Örneğin 1071 Malazgirt, 1500'lü yıllarda Yavuz Sultan Selim döneminde Kürt Beyliklerinin Osmanlı Himayesini kabulü, sözleşmeleri ya da 1920 Büyük Millet Meclisi ve 1919-23 Türk kurtuluş savaşına katılım gibi referanslar oldukça moda haline geldi...

Bu tıpkı Kemalistlerle, İslamcıların '"gericilikte rekabetini" andırıyor. Sultan Abdülhamit Osmanlıcılığı mı, Kemalist Cumhuriyetin kuruluşu mu; 1960 darbesi mi, 12 Eylül darbesi mi; 28 Şubat öncesi mi, 15 Temmuz öncesi mi? Türkiye'nin politik gelecek ufkunun karardığını gösteren bir tartışma düzlemi...

Kürt ulusal demokrasi ve Türkiye'nin özgürlükçü-sosyalist dinamikleri bu tartışmaya geriden referanslarla neden dahil oluyor?

Geçmişe bu tür referanslar verilerek eşit hak ve özgürlüklere dayalı demokratik bir gelecek ASLA kurulamaz!

Her boydan Türk egemen politik aktörlerinin bu tarihi referans noktalarını vurgulamalarını anlıyorum; her biri bağımlı, vesayetçi ve egemen bir ilişki biçiminin yeniden üretilmesini vaat ediyor... Peki Kürt/Kürdistan ulusal demokratik mücadelesindeki ana akım aktörlerin bu "geçmiş" tarihi referans noktalarına bu kadar hevesle atıf yapmaları ne anlama geliyor?

Bunlar içinden geçtiğimiz sürecin ana karakteri olabilir mi?

Örneğin Kürt ulusunun kendi kaderini tayin hakkını, bağımsız bir devlet kurabilmesini kabul eden İLK ve TEK uluslararası sözleşme olan 1920 SEVR anlaşmasına en az Türk tarafı kadar uzak durulmasının anlamı nedir?

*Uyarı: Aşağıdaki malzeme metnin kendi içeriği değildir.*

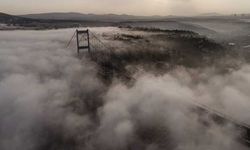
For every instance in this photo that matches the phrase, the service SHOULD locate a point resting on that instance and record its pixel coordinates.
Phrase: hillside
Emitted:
(90, 17)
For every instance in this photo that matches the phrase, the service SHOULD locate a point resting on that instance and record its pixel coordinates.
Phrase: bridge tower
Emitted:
(83, 43)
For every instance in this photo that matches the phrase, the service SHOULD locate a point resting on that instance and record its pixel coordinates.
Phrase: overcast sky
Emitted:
(134, 7)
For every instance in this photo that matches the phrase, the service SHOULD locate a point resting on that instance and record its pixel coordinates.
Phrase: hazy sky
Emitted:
(135, 7)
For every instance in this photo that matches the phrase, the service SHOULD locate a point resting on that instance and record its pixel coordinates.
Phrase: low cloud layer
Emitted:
(52, 100)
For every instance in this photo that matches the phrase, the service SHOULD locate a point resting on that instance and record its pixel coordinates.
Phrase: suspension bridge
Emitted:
(87, 41)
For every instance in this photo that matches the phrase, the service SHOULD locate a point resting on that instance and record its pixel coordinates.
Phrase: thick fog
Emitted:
(50, 99)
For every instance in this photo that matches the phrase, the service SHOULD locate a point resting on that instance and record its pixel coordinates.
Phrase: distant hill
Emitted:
(89, 17)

Sevr anlaşması "emperyalistler arası" bir sözleşme idi de Lozan "sosyalistler, halklar arası" bir sözleşme miydi?

Kürt siyaseti, Sevr'i reddedip, 1920 Meclisinin egemenliğini kabul ve dahil olduklarında NE KAZANDI? İşte 100 yıllık miras ortada...

Bütün mesele şu mu; "Biz sizin Misak-ı Milli içinde Türk ulusal egemenliği kurmanıza yardım ettik ama siz bize kardeşliği çok gördünüz?" Peki sözleşme nerede?

Kulaklara fısıldanan sözler, kardeşlik nutukları, imalı retorikler... Hepsi bu!

Üstelik "Türk kurtuluş savaşı" denen şeyin Önasyanın kadım Hristiyan halkları Ermenilerin, Rumların, Asuri-Süryanilerin soykırımlarla, sürgünlerle, savaş suçlarıyla yok edilmesi üzerinde yürüdüğünü; bu süreci sahiplenmenin işlenen insanlık suçlarını da sahiplenmek olduğunu görmeden mi yapıyoruz bunu?

Hayır; ben de Sevr'e referans verelim derdinde değilim? Ama eğer geçmişe referans verilecekse Kürtler, dahası Ermeniler, Rumlar, Asuri-Süryaniler, Lazlar gibi Önasya'nın kadim halkları için Sevr'in çok daha ADİL çözümler sunan SEVR'İ referans almak daha doğrudur derim. Kürtlerin VARLIĞINI ve ULUSAL HAKLARINI TANIYAN uluslar arası bir sözleşmeden söz ediyoruz.

"Bu dönemler geçti gitti, o tarihsel koşullar değişti, şimdi artık başka bir dünyadayız; toplumsal ve siyasal ilişkiler çok farklı" derseniz, evet bu doğrudur ve 1920, 1500 veya 1071 için de geçerlidir.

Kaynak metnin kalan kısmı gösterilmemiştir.